Graphing Rational Functions, n>m - Problem 2 1,970 views

I want to graph another rational function where the degree of the numerator is bigger than the degree of the denominator. Now here, usually the first thing I like to do, is find the x intercepts and the asymptotes. But I’m going to need the numerator to be factored in order to that, so let’s factor the numerator.

We’ve got an x² here, so the factors are going to start with and x and we have a 3 here. So I’m hoping that a 1 and a 3 will work. It looks like it will because 3 minus 1 is 2, so let’s try -3 and plus 1. That will definitely give me my -3 and it will give me -3x plus x which is -2, so it does work. And so that’s my factored form. And remember that x intercepts come for the zeros of the numerator, so I have an intercept at -1,0 and at 3,0 and lets plot those right away. -1,0 is right here and 3,0 is over here.

Now let’s find the asymptotes. Where you get a vertical asymptote when x equals 0 because you got the rational by 0, and the non-vertical asymptote, the oblique asymptote if it exists will find it by polynomial division. Remember that a rational function does not have a horizontal asymptote if the numerator has a higher degree than the denominator. So we have to look for an oblique asymptote instead.

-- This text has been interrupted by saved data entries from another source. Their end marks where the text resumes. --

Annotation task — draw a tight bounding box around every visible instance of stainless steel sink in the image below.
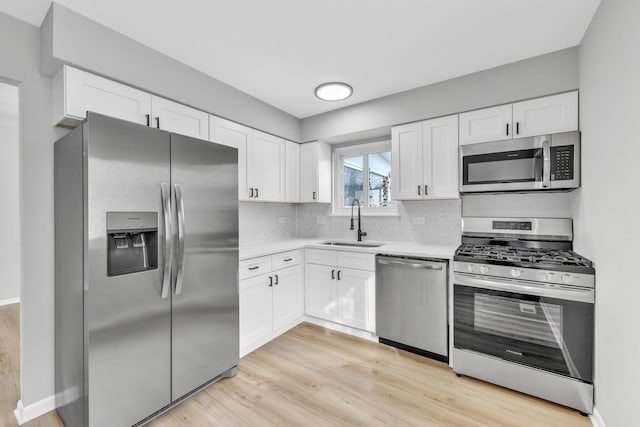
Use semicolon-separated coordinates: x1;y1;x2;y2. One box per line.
321;241;385;248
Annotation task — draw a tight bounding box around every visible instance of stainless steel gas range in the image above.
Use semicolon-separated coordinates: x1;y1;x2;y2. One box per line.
452;217;595;414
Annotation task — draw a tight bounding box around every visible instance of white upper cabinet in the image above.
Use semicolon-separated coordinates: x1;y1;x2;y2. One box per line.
285;141;300;203
53;65;151;127
249;131;286;202
459;91;578;145
512;91;578;138
150;95;209;139
423;115;459;199
299;141;331;203
459;104;513;145
209;116;251;200
392;114;459;200
391;122;423;200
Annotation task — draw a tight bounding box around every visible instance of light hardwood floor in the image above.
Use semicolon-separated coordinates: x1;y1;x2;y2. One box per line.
1;305;589;427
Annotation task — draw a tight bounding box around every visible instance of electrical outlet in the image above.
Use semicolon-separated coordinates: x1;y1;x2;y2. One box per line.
317;215;326;225
278;216;286;224
412;216;426;225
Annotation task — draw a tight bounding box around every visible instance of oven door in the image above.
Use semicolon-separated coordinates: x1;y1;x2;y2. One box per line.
459;136;550;193
453;273;594;383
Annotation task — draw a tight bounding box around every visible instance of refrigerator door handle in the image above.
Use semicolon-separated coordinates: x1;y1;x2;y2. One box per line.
174;183;186;295
160;183;172;299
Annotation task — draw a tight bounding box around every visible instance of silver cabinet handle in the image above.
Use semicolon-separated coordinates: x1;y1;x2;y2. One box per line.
248;266;260;271
378;259;444;270
268;276;273;287
542;138;551;188
255;188;259;198
274;274;279;285
417;185;421;196
331;269;335;279
424;184;428;196
284;258;293;262
160;183;173;299
313;191;316;200
250;187;254;198
337;270;341;280
174;184;186;295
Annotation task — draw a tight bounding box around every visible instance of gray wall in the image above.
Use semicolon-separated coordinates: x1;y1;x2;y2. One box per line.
572;1;640;425
0;11;66;407
0;82;20;302
301;47;579;141
41;4;301;142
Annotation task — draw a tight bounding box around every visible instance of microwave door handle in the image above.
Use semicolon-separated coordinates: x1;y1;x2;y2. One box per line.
542;138;551;188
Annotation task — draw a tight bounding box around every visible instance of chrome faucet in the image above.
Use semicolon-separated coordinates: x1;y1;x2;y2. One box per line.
350;199;367;242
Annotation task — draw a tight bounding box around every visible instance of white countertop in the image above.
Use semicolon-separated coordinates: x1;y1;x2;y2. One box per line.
240;238;458;261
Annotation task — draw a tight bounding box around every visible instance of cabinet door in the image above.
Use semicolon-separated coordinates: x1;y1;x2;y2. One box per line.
512;91;578;138
272;265;304;331
249;131;286;201
151;96;209;139
209;116;251;200
239;274;273;351
459;104;513;145
391;122;423;200
304;263;337;322
60;65;151;125
285;140;300;203
336;268;375;332
423;114;459;199
299;142;318;202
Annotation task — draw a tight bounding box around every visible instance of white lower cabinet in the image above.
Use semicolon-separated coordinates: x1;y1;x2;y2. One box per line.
304;249;376;333
336;268;375;332
239;250;303;356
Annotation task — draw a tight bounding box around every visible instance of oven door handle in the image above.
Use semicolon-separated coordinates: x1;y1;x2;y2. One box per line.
454;274;594;304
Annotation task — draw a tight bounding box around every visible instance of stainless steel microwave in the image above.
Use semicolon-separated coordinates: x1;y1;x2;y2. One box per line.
459;131;580;193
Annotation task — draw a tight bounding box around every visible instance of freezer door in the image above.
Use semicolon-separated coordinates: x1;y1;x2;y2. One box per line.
85;113;172;426
170;133;239;400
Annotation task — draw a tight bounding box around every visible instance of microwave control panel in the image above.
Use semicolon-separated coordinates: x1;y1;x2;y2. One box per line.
550;146;574;181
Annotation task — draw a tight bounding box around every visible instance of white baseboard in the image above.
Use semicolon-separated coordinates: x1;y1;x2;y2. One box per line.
302;316;378;342
0;297;19;307
590;407;606;427
14;396;56;425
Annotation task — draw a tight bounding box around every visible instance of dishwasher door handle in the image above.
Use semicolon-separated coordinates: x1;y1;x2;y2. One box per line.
377;259;444;270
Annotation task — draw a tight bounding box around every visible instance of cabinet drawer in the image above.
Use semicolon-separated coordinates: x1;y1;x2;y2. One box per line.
337;251;375;271
305;249;337;266
239;256;272;280
272;249;303;271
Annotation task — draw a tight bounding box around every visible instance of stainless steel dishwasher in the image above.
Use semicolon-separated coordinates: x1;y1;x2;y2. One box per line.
376;255;448;362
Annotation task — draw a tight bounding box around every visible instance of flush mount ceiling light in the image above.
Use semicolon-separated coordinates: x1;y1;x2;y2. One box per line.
314;82;353;101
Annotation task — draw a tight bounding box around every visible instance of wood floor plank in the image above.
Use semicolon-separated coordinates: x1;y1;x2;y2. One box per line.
0;307;590;427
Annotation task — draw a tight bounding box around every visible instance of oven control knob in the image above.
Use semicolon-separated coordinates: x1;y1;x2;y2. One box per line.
467;264;477;273
479;266;489;274
510;268;522;278
544;272;555;282
561;274;573;284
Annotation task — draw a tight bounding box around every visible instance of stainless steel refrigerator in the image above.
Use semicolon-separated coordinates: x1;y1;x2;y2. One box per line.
55;112;239;426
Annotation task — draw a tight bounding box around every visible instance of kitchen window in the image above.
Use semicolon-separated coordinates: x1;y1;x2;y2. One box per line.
333;141;395;216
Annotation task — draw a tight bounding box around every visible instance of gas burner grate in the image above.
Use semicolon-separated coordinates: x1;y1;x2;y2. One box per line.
455;244;593;268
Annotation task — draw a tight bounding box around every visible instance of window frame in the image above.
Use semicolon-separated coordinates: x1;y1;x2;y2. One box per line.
332;140;397;216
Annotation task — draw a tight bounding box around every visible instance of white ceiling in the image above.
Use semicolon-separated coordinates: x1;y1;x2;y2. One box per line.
0;0;600;118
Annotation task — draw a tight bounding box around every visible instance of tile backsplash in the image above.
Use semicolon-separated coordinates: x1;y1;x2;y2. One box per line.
239;202;297;244
296;200;462;245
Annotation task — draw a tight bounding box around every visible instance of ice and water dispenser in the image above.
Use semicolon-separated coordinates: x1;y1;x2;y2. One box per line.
107;212;158;276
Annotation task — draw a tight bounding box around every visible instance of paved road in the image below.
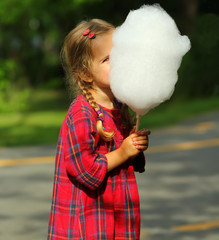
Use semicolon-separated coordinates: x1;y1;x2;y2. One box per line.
0;111;219;240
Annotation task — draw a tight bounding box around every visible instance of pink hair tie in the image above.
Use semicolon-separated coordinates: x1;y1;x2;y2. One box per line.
96;110;103;122
82;29;96;39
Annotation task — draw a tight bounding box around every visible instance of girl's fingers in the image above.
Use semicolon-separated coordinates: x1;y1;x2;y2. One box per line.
130;129;150;152
135;144;149;151
137;129;151;136
132;133;149;151
133;140;148;146
132;139;148;147
132;136;148;144
130;129;151;138
133;136;148;141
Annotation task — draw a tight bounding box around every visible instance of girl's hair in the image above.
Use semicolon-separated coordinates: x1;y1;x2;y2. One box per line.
61;19;134;141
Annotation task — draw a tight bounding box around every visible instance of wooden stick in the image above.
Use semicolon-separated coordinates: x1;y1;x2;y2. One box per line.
135;114;141;132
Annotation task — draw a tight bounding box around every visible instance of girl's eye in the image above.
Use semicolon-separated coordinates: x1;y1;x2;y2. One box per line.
103;57;109;63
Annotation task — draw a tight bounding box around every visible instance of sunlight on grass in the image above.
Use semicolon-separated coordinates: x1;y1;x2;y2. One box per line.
0;111;66;126
0;93;218;147
0;111;66;147
25;111;66;126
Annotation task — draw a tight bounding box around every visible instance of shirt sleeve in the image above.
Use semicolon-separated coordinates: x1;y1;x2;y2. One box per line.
64;106;108;191
132;152;146;173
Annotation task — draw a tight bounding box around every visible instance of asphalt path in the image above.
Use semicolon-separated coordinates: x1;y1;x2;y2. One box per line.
0;111;219;240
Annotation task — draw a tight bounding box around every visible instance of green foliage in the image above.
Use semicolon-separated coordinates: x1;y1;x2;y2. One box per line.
0;0;218;147
0;0;218;114
0;0;32;24
0;0;63;87
0;59;31;112
176;13;219;98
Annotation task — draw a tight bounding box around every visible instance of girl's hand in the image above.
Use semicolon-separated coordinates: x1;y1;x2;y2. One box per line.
120;128;151;159
132;128;151;151
105;127;150;172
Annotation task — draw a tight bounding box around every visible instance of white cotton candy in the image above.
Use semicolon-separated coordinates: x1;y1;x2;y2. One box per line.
110;4;191;115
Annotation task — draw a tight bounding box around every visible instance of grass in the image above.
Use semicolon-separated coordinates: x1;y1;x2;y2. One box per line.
0;89;219;147
140;97;219;129
0;111;66;147
0;89;70;147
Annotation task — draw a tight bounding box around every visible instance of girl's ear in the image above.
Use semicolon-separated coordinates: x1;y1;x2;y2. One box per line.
77;71;93;83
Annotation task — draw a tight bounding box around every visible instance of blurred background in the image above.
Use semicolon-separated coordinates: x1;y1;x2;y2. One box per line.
0;0;219;147
1;1;219;240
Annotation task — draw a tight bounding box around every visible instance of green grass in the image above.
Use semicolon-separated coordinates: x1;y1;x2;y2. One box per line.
0;89;70;147
140;97;219;129
0;111;67;147
0;89;219;147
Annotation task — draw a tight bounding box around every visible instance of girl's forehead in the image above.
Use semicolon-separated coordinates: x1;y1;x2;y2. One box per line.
91;32;113;59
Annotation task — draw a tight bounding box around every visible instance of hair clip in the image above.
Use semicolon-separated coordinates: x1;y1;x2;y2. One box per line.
88;32;95;39
82;29;90;36
82;28;96;39
96;109;103;122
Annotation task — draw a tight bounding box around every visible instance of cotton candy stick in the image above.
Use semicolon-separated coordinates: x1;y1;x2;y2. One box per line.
110;4;191;131
135;115;141;132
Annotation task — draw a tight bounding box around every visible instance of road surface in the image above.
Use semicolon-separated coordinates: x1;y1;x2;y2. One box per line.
0;111;219;240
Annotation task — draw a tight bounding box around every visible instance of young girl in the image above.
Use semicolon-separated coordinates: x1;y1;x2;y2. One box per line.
48;19;150;240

So we get x² minus 2x minus 3 divided by 2x. So what do we need to multiply by 2x to get x²? 1/2x. I multiply through and I get x² and then I subtract, -2x. What do I multiply by 2x to get -2x? -1. Multiply 2 to get -2x change signs and add and my remainder is going to be -3.

So what this means is, that my function can actually be written y equals this thing, the quotient, 1/2x minus 1 plus the remainder of -3 over the divisor 2x.

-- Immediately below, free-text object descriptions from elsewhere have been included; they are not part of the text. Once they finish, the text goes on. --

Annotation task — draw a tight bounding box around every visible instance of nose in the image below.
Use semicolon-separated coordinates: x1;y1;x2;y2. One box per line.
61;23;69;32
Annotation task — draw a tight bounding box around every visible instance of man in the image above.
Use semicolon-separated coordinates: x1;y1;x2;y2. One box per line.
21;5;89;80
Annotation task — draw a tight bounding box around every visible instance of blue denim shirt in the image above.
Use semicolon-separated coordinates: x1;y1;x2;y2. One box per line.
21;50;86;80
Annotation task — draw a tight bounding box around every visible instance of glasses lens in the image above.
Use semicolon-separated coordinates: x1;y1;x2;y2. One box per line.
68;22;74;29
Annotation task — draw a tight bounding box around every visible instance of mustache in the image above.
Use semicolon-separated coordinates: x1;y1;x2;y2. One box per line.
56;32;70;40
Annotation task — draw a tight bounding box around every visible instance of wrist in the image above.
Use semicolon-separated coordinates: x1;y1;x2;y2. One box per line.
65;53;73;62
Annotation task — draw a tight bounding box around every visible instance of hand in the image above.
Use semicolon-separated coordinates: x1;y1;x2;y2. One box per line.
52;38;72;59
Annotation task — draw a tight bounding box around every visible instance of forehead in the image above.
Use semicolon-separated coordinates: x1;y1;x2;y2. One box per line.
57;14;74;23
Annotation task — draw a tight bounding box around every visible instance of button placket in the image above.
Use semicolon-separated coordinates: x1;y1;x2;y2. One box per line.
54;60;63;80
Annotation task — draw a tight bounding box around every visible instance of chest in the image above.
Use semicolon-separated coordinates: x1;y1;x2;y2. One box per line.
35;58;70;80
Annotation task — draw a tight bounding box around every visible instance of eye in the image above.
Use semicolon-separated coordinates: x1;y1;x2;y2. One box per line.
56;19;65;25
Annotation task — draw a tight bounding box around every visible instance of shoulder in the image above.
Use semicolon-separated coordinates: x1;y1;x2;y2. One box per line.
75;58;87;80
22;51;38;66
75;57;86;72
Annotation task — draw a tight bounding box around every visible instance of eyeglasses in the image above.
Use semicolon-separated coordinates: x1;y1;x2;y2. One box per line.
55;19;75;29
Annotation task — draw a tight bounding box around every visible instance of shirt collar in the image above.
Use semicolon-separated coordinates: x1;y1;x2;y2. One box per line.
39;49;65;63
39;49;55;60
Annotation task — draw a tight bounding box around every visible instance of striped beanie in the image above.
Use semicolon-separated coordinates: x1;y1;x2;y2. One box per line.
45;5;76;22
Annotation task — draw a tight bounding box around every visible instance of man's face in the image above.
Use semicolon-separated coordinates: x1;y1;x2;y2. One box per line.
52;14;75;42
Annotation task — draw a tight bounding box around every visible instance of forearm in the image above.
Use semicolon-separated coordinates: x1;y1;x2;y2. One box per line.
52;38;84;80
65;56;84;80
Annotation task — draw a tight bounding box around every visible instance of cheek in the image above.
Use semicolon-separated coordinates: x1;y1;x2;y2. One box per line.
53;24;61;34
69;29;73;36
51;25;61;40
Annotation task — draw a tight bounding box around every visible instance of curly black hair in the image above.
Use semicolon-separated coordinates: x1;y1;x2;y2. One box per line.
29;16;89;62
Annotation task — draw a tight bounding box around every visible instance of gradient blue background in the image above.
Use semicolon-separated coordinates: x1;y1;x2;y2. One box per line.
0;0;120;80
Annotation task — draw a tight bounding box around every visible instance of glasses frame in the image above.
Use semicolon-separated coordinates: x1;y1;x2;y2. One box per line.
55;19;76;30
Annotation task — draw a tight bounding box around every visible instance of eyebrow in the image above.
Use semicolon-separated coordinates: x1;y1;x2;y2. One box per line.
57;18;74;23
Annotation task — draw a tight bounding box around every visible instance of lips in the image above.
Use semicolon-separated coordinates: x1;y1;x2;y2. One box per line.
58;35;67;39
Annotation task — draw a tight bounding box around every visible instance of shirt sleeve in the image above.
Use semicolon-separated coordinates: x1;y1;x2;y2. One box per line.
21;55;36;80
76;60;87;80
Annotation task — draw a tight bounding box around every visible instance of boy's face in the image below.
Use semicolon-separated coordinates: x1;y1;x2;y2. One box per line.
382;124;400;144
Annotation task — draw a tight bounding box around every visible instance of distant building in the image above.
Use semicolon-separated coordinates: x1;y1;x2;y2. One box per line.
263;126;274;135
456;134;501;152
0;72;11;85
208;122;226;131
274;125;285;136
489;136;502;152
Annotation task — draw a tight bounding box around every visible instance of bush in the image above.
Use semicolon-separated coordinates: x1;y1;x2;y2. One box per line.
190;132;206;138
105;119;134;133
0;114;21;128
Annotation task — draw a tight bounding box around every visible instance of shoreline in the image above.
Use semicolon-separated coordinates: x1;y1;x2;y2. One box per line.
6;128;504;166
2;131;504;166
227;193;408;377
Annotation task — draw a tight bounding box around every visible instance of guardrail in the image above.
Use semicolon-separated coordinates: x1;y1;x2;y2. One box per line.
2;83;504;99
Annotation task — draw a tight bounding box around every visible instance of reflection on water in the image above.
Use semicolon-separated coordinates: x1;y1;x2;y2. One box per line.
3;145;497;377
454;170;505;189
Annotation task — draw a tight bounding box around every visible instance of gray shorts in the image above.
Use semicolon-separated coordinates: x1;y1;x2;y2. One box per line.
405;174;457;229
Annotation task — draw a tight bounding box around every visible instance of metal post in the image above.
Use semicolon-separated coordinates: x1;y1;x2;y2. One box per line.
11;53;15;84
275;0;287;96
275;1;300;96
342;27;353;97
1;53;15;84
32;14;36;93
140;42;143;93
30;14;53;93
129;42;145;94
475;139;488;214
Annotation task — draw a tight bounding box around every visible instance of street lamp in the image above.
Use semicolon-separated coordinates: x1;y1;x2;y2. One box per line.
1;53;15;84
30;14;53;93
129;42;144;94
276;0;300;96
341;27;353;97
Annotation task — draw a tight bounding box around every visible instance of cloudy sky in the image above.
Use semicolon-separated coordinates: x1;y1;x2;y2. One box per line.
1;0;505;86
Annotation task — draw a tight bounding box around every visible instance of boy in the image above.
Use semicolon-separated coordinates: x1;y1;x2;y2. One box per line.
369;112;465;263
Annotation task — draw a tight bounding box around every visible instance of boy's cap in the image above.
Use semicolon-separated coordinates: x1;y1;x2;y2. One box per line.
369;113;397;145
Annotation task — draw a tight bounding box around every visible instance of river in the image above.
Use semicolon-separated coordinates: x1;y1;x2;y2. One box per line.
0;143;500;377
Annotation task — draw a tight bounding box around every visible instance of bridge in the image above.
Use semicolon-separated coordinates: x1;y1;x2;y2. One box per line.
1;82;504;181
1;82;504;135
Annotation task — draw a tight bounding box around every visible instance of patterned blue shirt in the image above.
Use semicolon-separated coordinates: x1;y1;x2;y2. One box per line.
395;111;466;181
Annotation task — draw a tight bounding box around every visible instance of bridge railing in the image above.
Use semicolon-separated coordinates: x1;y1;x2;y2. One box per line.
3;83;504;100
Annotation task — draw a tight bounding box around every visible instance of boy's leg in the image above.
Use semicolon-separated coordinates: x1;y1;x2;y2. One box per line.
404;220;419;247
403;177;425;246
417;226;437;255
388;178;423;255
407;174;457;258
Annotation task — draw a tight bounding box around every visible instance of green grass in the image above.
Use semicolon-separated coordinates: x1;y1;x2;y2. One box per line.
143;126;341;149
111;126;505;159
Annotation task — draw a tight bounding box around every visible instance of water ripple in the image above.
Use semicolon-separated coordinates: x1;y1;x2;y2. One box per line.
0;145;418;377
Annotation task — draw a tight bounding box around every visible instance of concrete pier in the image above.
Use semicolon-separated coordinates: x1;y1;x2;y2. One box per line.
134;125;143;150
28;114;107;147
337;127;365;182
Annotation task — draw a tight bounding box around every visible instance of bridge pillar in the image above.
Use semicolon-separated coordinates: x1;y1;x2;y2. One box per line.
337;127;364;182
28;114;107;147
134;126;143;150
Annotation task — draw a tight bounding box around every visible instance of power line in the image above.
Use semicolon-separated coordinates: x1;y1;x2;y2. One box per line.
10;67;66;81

Now if you look at this part of the function, you can see that as x gets very large, this thing is going to diminish away to 0 and you’ll be left with this line. That means that the graph is going to approach this line of slope 1/2 and y intercept -1. So that’s going to be our oblique asymptote. And we’ll plot that; y equals 1/2 x minus 1. Well minus 1 is here. A slope of 1/2 but it's going to go up 1 over 2, so it will pass through here. So let me draw that line. It looks something like that.

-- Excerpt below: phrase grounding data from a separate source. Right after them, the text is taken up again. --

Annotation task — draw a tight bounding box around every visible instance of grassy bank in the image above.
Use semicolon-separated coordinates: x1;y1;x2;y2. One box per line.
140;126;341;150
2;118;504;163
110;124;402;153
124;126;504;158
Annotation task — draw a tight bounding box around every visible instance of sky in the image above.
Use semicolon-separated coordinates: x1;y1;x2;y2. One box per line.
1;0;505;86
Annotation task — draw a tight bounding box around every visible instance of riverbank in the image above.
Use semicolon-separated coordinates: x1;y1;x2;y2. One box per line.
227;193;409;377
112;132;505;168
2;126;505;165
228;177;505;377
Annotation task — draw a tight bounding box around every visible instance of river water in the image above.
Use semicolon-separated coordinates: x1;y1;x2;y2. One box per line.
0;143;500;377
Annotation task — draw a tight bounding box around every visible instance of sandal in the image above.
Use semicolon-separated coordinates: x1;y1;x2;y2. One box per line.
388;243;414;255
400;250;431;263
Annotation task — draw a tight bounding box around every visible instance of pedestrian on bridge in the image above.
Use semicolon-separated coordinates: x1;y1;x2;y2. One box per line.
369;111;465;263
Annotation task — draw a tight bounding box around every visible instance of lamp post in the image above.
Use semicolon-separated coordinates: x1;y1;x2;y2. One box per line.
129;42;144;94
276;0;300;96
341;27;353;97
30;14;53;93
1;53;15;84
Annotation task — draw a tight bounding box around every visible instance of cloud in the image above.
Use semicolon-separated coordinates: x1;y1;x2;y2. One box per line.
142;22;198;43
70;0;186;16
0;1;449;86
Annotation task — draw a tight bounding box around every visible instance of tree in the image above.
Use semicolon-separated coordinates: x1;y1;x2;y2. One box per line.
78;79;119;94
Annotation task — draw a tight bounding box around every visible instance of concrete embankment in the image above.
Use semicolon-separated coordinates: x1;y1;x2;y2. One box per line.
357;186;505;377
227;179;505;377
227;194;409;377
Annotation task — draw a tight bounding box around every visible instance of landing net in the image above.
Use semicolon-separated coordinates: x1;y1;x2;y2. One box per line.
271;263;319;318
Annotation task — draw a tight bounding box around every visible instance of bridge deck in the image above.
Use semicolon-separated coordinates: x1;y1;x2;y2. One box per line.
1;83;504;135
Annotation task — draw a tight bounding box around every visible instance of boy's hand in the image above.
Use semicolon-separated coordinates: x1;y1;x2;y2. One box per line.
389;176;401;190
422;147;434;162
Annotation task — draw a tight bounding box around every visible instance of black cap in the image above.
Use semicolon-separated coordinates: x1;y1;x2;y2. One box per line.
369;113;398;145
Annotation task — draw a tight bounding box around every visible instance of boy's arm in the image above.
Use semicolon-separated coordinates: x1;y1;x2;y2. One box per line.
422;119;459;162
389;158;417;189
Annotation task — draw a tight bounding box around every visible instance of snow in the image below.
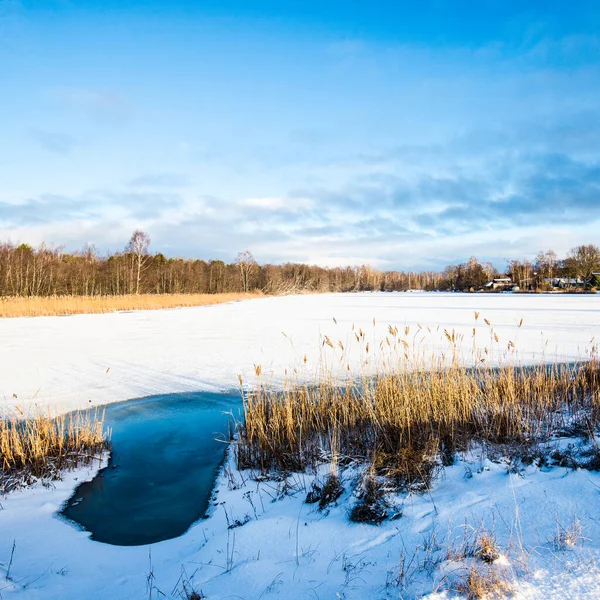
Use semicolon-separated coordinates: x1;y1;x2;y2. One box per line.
4;447;600;599
1;292;598;413
1;292;600;599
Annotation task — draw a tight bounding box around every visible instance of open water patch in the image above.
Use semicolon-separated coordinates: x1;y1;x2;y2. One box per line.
61;390;240;546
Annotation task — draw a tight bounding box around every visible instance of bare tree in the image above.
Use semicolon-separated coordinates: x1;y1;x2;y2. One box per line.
533;249;558;288
535;250;557;279
127;230;151;294
235;250;257;293
509;259;534;290
565;244;600;286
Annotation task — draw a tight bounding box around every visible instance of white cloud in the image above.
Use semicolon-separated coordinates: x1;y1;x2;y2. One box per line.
242;197;314;211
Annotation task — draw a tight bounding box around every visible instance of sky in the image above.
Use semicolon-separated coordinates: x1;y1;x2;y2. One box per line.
1;0;599;271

That’s y equals 1/2 x minus 1. And don’t forget we also have our vertical asymptote x equals 0 and that’s just the y axis. So the vertical asymptote in the intercepts divide the plane up into regions, let’s plot some points. How about -2?

So what happens when x is -2? If I look up here, I get -2 plus 1, -1, -2 minus 3 -5 so -1 times -5 over 2 times -2, -4. So it's 5 over -4, -5/4. (-2 -5/4) that’s just a quarter less than -1, so it will be down here. That’s actually enough that we can probably graph the left half. Remember that we have a vertical asymptote here, so it's going to have to go through and up approach the y axis asymptotically, and then down and approach the oblique asymptote.

What happens over here? Let’s plot a point at x equals 1, see what happens. X equals 1 we get 1 plus 1, 2 and 1 minus 3, -2. And the denominator we get 2 times 1, 2 the 2’s cancel we get -2 so (1,-2).

And actually put it a little bit lower. That might be enough to finish the graph. It's going to approach this asymptote and it will have to go down and approach the vertical asymptote, so something like this. And that’s all there is to it.

Just find your intercepts and your asymptotes and then plot a few points just to flash out your graph.